Download the image with support for Expanse’s CPU nodes:

$ singularity pull software.sif docker://glotzerlab/software:expanse
$ mv software.sif /expanse/lustre/scratch/$USER/temp_project/

GPU

Download the image with support for Expanse’s GPU nodes:

$ singularity pull software.sif docker://glotzerlab/software:expanse-gpu
$ mv software.sif /expanse/lustre/scratch/$USER/temp_project/

Important

Use the correct image:

  • expanse on CPU nodes.
  • expanse-gpu on GPU nodes.

Using

Use the following commands in your job scripts or interactively to execute software inside the container:

Note

replace command arguments with the command and arguments you wish to run.
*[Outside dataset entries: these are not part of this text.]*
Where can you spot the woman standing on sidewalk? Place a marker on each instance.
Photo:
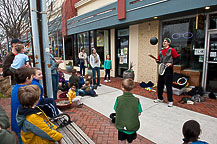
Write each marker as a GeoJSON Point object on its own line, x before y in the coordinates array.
{"type": "Point", "coordinates": [107, 67]}
{"type": "Point", "coordinates": [83, 61]}
{"type": "Point", "coordinates": [95, 65]}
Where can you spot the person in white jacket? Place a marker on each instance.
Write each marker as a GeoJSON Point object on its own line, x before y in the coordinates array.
{"type": "Point", "coordinates": [83, 61]}
{"type": "Point", "coordinates": [95, 65]}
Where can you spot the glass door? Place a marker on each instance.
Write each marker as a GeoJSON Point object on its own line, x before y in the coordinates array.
{"type": "Point", "coordinates": [211, 80]}
{"type": "Point", "coordinates": [122, 55]}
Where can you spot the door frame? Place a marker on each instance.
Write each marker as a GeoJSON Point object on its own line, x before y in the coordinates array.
{"type": "Point", "coordinates": [116, 50]}
{"type": "Point", "coordinates": [206, 57]}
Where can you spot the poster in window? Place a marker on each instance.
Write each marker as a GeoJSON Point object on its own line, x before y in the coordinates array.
{"type": "Point", "coordinates": [121, 60]}
{"type": "Point", "coordinates": [201, 58]}
{"type": "Point", "coordinates": [125, 50]}
{"type": "Point", "coordinates": [212, 54]}
{"type": "Point", "coordinates": [125, 59]}
{"type": "Point", "coordinates": [100, 40]}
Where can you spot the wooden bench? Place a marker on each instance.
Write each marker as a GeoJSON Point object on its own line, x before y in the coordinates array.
{"type": "Point", "coordinates": [72, 134]}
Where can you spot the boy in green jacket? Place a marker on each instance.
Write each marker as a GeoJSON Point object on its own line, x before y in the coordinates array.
{"type": "Point", "coordinates": [128, 109]}
{"type": "Point", "coordinates": [6, 136]}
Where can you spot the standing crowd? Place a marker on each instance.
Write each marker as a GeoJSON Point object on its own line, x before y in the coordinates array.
{"type": "Point", "coordinates": [31, 111]}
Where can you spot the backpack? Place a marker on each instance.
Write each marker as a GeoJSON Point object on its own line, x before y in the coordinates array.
{"type": "Point", "coordinates": [63, 94]}
{"type": "Point", "coordinates": [184, 100]}
{"type": "Point", "coordinates": [195, 91]}
{"type": "Point", "coordinates": [198, 98]}
{"type": "Point", "coordinates": [212, 95]}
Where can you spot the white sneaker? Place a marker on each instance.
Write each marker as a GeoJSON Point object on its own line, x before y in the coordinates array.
{"type": "Point", "coordinates": [170, 104]}
{"type": "Point", "coordinates": [158, 101]}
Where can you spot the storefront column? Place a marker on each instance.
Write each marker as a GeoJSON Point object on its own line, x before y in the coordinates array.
{"type": "Point", "coordinates": [134, 49]}
{"type": "Point", "coordinates": [112, 45]}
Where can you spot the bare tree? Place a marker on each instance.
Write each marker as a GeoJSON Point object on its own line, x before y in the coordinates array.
{"type": "Point", "coordinates": [14, 17]}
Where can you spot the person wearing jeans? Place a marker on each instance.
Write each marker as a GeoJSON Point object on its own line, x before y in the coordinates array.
{"type": "Point", "coordinates": [95, 65]}
{"type": "Point", "coordinates": [83, 61]}
{"type": "Point", "coordinates": [169, 57]}
{"type": "Point", "coordinates": [55, 78]}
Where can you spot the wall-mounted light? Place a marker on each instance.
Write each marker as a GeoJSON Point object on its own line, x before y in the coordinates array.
{"type": "Point", "coordinates": [207, 8]}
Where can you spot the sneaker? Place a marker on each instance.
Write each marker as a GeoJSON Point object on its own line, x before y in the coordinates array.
{"type": "Point", "coordinates": [170, 104]}
{"type": "Point", "coordinates": [158, 101]}
{"type": "Point", "coordinates": [190, 102]}
{"type": "Point", "coordinates": [95, 95]}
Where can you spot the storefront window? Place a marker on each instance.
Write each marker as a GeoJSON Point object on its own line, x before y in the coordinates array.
{"type": "Point", "coordinates": [93, 39]}
{"type": "Point", "coordinates": [102, 46]}
{"type": "Point", "coordinates": [187, 40]}
{"type": "Point", "coordinates": [213, 21]}
{"type": "Point", "coordinates": [83, 41]}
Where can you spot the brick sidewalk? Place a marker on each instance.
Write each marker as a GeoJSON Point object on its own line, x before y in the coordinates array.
{"type": "Point", "coordinates": [209, 107]}
{"type": "Point", "coordinates": [98, 127]}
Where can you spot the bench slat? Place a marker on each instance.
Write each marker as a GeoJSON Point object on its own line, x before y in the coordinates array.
{"type": "Point", "coordinates": [73, 134]}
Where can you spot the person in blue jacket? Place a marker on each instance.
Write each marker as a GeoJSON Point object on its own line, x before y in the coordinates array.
{"type": "Point", "coordinates": [23, 77]}
{"type": "Point", "coordinates": [51, 108]}
{"type": "Point", "coordinates": [191, 131]}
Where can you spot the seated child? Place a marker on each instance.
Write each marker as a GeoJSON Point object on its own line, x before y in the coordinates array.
{"type": "Point", "coordinates": [20, 59]}
{"type": "Point", "coordinates": [128, 109]}
{"type": "Point", "coordinates": [6, 136]}
{"type": "Point", "coordinates": [72, 95]}
{"type": "Point", "coordinates": [35, 126]}
{"type": "Point", "coordinates": [51, 109]}
{"type": "Point", "coordinates": [86, 89]}
{"type": "Point", "coordinates": [63, 84]}
{"type": "Point", "coordinates": [191, 131]}
{"type": "Point", "coordinates": [74, 78]}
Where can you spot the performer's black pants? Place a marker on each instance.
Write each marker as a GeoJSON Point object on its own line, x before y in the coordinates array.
{"type": "Point", "coordinates": [166, 79]}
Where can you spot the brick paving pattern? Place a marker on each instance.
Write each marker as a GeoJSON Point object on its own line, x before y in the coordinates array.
{"type": "Point", "coordinates": [100, 128]}
{"type": "Point", "coordinates": [209, 107]}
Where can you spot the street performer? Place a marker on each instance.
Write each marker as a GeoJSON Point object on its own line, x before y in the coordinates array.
{"type": "Point", "coordinates": [168, 56]}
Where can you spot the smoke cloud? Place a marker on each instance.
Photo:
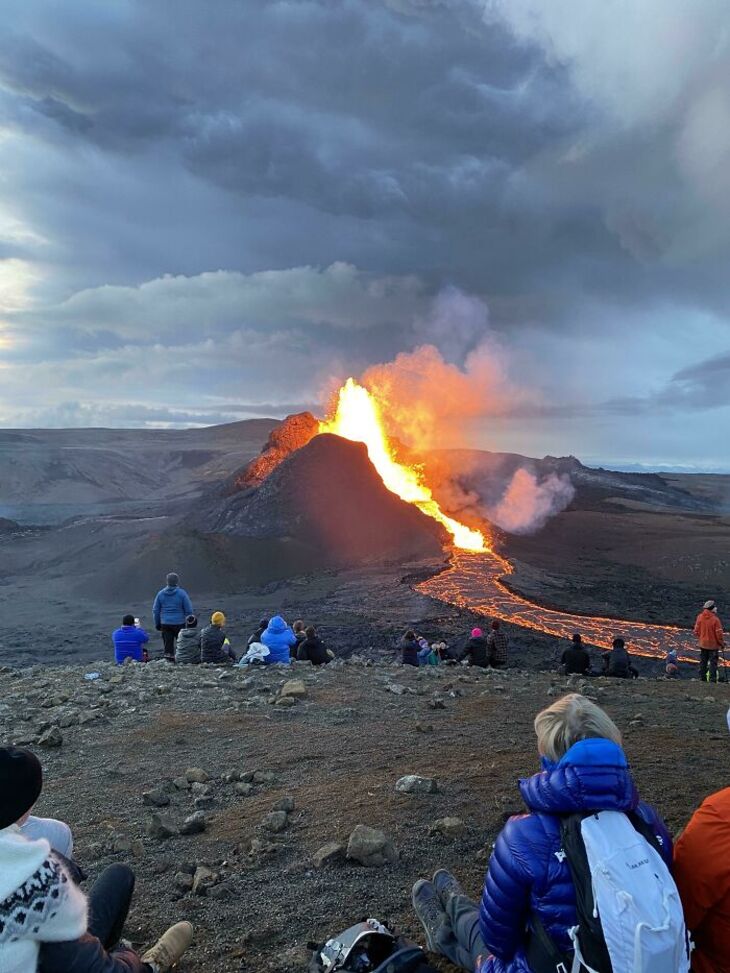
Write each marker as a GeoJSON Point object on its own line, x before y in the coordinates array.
{"type": "Point", "coordinates": [528, 504]}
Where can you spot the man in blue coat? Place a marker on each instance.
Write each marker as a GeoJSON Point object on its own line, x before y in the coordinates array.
{"type": "Point", "coordinates": [170, 609]}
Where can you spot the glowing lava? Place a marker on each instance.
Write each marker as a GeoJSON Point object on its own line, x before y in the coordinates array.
{"type": "Point", "coordinates": [358, 418]}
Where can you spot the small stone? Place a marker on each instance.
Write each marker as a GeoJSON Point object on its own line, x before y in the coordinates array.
{"type": "Point", "coordinates": [328, 854]}
{"type": "Point", "coordinates": [370, 847]}
{"type": "Point", "coordinates": [51, 738]}
{"type": "Point", "coordinates": [155, 797]}
{"type": "Point", "coordinates": [294, 688]}
{"type": "Point", "coordinates": [449, 827]}
{"type": "Point", "coordinates": [275, 821]}
{"type": "Point", "coordinates": [195, 824]}
{"type": "Point", "coordinates": [413, 784]}
{"type": "Point", "coordinates": [160, 826]}
{"type": "Point", "coordinates": [196, 775]}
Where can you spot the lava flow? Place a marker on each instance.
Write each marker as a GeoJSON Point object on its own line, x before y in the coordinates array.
{"type": "Point", "coordinates": [357, 417]}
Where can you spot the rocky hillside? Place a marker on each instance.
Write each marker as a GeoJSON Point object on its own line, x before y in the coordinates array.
{"type": "Point", "coordinates": [241, 798]}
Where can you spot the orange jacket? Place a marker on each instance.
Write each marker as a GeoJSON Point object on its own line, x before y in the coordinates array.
{"type": "Point", "coordinates": [709, 630]}
{"type": "Point", "coordinates": [702, 873]}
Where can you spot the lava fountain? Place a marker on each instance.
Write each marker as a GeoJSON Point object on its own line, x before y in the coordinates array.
{"type": "Point", "coordinates": [358, 417]}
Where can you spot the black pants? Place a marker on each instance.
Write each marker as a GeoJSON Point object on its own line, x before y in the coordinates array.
{"type": "Point", "coordinates": [708, 659]}
{"type": "Point", "coordinates": [169, 637]}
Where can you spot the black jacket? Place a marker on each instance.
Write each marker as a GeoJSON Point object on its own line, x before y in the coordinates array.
{"type": "Point", "coordinates": [313, 650]}
{"type": "Point", "coordinates": [475, 651]}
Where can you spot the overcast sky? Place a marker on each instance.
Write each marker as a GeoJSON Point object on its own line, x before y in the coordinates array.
{"type": "Point", "coordinates": [213, 210]}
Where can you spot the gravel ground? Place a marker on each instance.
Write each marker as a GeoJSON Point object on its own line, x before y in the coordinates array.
{"type": "Point", "coordinates": [337, 752]}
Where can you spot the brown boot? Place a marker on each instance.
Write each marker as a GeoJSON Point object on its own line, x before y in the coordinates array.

For example: python3 script.py

Serial (or multithreaded) CPU jobs (shared partition):

module load cpu singularitypro gcc/9.2.0 openmpi/4.1.1
singularity exec --bind /expanse /expanse/lustre/scratch/$USER/temp_project/software.sif command arguments

Single GPU jobs (gpu-shared partition):

module load gpu singularitypro openmpi/4.0.4-nocuda
singularity exec --nv --bind /expanse /expanse/lustre/scratch/$USER/temp_project/software.sif command arguments

MPI parallel CPU jobs (compute partition, shared partition with more than 1 core):

module load cpu singularitypro gcc/9.2.0 openmpi/4.1.1
mpirun singularity exec --bind /expanse /expanse/lustre/scratch/$USER/temp_project/software.sif command arguments

MPI parallel GPU jobs (gpu partition, gpu-shared with more than 1 GPU):

module load gpu singularitypro openmpi/4.0.4-nocuda
mpirun singularity exec --nv --bind /expanse /expanse/lustre/scratch/$USER/temp_project/software.sif command arguments

Important

Use the correct module load line for the type of node your job will execute on.

Warning

mpirun will hang when launching jobs one more than one node in the gpu partition.

Important

You must use mpirun to launch parallel jobs. srun is not compatible with the MPI library installed inside the container.